How precision technology is resetting the parameters for U.S. contract manufacturers

By Mark Shortt

Medical device manufacturers today—OEMs and startups—are at the center of converging trends that are fundamentally reshaping their supply chains. The Covid-19 pandemic brought home the need to build resilience and redundancy, driving many companies to reset their supply chains by nearshoring or reshoring their production.

At the same time, an inflationary environment and the increasing adoption of precision technologies in medical systems are causing OEMs and contract manufacturers to be more selective in their partnerships, and even changing how they interact with each other.

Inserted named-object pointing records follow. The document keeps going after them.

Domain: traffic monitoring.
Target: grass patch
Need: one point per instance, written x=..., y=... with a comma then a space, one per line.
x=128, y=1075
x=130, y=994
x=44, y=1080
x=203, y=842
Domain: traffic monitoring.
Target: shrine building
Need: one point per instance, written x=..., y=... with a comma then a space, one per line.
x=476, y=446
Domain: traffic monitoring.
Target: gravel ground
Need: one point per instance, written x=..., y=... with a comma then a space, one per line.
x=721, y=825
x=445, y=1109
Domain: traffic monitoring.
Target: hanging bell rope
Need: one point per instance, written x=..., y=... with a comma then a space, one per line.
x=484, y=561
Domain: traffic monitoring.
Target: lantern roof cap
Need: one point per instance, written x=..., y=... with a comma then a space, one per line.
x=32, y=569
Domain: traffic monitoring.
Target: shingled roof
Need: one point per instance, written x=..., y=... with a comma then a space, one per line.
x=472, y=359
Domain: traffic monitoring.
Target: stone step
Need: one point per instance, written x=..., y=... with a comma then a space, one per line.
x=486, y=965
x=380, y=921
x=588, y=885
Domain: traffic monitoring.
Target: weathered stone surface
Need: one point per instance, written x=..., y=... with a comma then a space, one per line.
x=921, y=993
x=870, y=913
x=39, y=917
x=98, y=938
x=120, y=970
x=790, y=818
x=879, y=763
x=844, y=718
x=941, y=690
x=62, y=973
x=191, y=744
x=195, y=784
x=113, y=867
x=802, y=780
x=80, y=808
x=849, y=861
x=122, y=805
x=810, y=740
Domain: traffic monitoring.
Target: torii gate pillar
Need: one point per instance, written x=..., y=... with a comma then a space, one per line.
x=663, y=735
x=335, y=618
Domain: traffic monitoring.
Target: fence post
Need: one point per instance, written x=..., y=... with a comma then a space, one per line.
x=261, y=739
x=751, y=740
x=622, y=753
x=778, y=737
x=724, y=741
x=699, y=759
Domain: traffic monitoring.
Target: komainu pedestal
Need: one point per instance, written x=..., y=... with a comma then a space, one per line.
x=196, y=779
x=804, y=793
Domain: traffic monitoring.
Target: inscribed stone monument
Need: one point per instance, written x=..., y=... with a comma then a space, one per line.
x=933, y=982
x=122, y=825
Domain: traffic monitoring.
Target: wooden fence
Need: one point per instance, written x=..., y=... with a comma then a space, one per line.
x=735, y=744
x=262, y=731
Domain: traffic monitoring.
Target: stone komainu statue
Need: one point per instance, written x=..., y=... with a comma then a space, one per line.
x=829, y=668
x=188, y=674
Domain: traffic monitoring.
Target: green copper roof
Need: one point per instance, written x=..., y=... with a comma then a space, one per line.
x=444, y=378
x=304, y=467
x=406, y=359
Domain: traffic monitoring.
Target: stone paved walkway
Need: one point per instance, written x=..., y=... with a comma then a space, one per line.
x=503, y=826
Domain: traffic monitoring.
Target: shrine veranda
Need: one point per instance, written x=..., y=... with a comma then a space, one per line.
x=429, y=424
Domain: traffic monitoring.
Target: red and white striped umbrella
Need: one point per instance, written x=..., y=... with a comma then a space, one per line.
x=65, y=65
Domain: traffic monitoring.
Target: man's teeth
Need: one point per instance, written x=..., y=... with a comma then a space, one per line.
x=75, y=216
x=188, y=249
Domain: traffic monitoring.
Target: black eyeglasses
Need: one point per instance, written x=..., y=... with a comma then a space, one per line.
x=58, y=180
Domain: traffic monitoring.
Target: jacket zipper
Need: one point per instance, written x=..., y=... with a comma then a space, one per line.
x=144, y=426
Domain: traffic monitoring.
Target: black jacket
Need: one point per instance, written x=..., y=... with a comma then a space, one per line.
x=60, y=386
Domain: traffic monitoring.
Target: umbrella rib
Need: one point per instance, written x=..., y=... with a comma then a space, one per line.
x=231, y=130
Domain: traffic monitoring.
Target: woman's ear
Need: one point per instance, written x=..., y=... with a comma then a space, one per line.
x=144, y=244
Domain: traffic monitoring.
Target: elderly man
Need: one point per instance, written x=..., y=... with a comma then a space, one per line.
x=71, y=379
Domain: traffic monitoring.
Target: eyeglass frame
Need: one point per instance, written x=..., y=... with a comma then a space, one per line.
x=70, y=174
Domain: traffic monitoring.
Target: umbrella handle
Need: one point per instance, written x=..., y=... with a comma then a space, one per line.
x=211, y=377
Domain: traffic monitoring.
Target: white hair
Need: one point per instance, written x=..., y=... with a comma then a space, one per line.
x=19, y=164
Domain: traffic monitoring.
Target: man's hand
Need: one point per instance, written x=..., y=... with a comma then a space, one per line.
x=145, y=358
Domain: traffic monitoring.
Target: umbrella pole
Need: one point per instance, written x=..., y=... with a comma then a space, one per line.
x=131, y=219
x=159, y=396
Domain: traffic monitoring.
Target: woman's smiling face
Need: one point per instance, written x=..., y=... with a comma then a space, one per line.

Rapid and unpredictable changes have forced companies to rethink their old ways of doing business and seek out ways to bring new capabilities to their manufacturing partnerships. What are some of the new expectations for OEMs and contract manufacturers, and how can they increase their chances for success?

Design-2-Part spoke with Neal Walters, a partner in global management consulting firm Kearney’s Strategic Operations practice, to find out. Walters is a co-author of the recent paper, The great global supply chain reset is here. Are you ready to regenerate?

Following are excerpts of our conversation, edited for brevity and clarity.

D2P: In the paper that you co-authored, “The Great Global Supply Chain Reset is Here. Are You Ready to Regenerate?” you discuss some of the ways that medical device manufacturers’ supply chains have been changing in recent years, particularly after the Covid-19 pandemic. What did you and your co-authors see that prompted you to write the paper?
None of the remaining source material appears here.